Очень сходные нападки и иронические высказывания отмечены в литературе о Цветаевой. Во многих статьях (и еще более в бытовых пересудах, отчасти зафиксированных в творчестве самой Цветаевой) ее обвиняли в эгоцентризме, преувеличенном эротизме, отсутствии искренности — или, напротив, излишней откровенности, — истерической театральности и прочих нарушениях общепринятого поведенческого кода. Считалось недопустимым, что она, согласно процитированной фразе Аксакова, «вся… ушла в поэзию и в стихи» — в то время как сама Цветаева этим гордилась. У критиков начала XX века вызывал неприятие — или по крайней мере настороженность — сам факт существования женщины-поэта, вступающей в поэтическое соревнование на равных. Воплощение специфически женского опыта в поэзии ощущалось столь же неуместным, как и во времена Павловой. Это прослеживается во многих известных отзывах о цветаевском творчестве. Уже Брюсов писал, что «Вечернему альбому» присуща «жуткая интимность», и прибавлял: «Когда читаешь ее книгу, минутами становится неловко, словно заглянул нескромно через полузакрытое окно в чужую квартиру и подсмотрел сцену, видеть которую не должны бы посторонние. Однако эта непосредственность… переходит на многих страницах толстого сборника в какую-то „домашность“. Получаются уже не поэтические создания… но просто страницы личного дневника, и притом страницы довольно пресные»[636]

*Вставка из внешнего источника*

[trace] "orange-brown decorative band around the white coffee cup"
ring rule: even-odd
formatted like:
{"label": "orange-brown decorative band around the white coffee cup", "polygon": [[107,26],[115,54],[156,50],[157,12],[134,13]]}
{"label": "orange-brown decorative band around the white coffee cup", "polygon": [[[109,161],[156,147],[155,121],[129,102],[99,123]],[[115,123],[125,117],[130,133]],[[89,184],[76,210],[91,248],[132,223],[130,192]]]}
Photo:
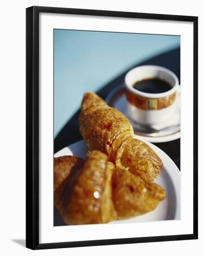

. О следующем сборнике Цветаевой он говорил: «Верна себе и госпожа Цветаева… продолжая упорно брать свои темы из области узко-интимной личной жизни, даже как бы похваляясь ею… Пять-шесть истинно поэтических красивых стихотворений тонут в ее книге в волнах чисто „альбомных“ стишков, которые если кому интересны, то только ее добрым знакомым»[637]. Гумилев, в целом высоко оценивший «Вечерний альбом», также писал, что стихам Цветаевой свойственна «смелая (иногда чрезмерно) интимность»[638]. Очень характерно мизогиническое (хотя и блистательно остроумное в обыгрывании русского грамматического рода) утверждение Мандельштама в статье 1922 года «Литературная Москва»: «Для Москвы самый печальный знак — богородичное рукоделие Марины Цветаевой, перекликающейся с сомнительной торжественностью петербургской поэтессы Анны Радловой. Худшее в литературной Москве — это женская поэзия. Опыт последних лет доказал, что единственная женщина, вступившая в круг поэзии на правах новой музы, это русская наука о поэзии, вызванная к жизни Потебней и Андреем Белым и окрепшая в формальной школе Эйхенбаума, Жирмунского и Шкловского»[639]. Творчество Цветаевой весьма отрицательно оценивали многие эмигрантские авторы — Бунин, Адамович, отчасти Святополк-Мирский, одно время и Ходасевич. Еще в 1914 году он писал, что в ее стихах «есть что-то неприятнослащавое»[640], а в 1923 году, хотя и отдавая должное цветаевскому дару, резко высказался о сборниках «Ремесло» и «Психея»:«Цветаева не умеет и не хочет управлять своими стихами. То, ухватившись за одну метафору, развертывает она ее до надоедливости: то, начав хорошо, вдруг обрывает стихотворение, не использовав открывающихся возможностей; не умеет она „поверять воображение рассудком“ — и тогда стихи ее становятся нагромождением плохо вяжущихся метафор. Еще менее склонна она заботиться о том, как слово ее отзовется в читателе… В конце концов — со всех страниц „Ремесла“ и „Психеи“ на читателя смотрит лицо капризницы, очень даровитой, но всего лишь капризницы, может быть — истерички: явления случайного, частного, преходящего. Таких лиц всегда много в литературе, но история
литературы их никогда не помнит»[641].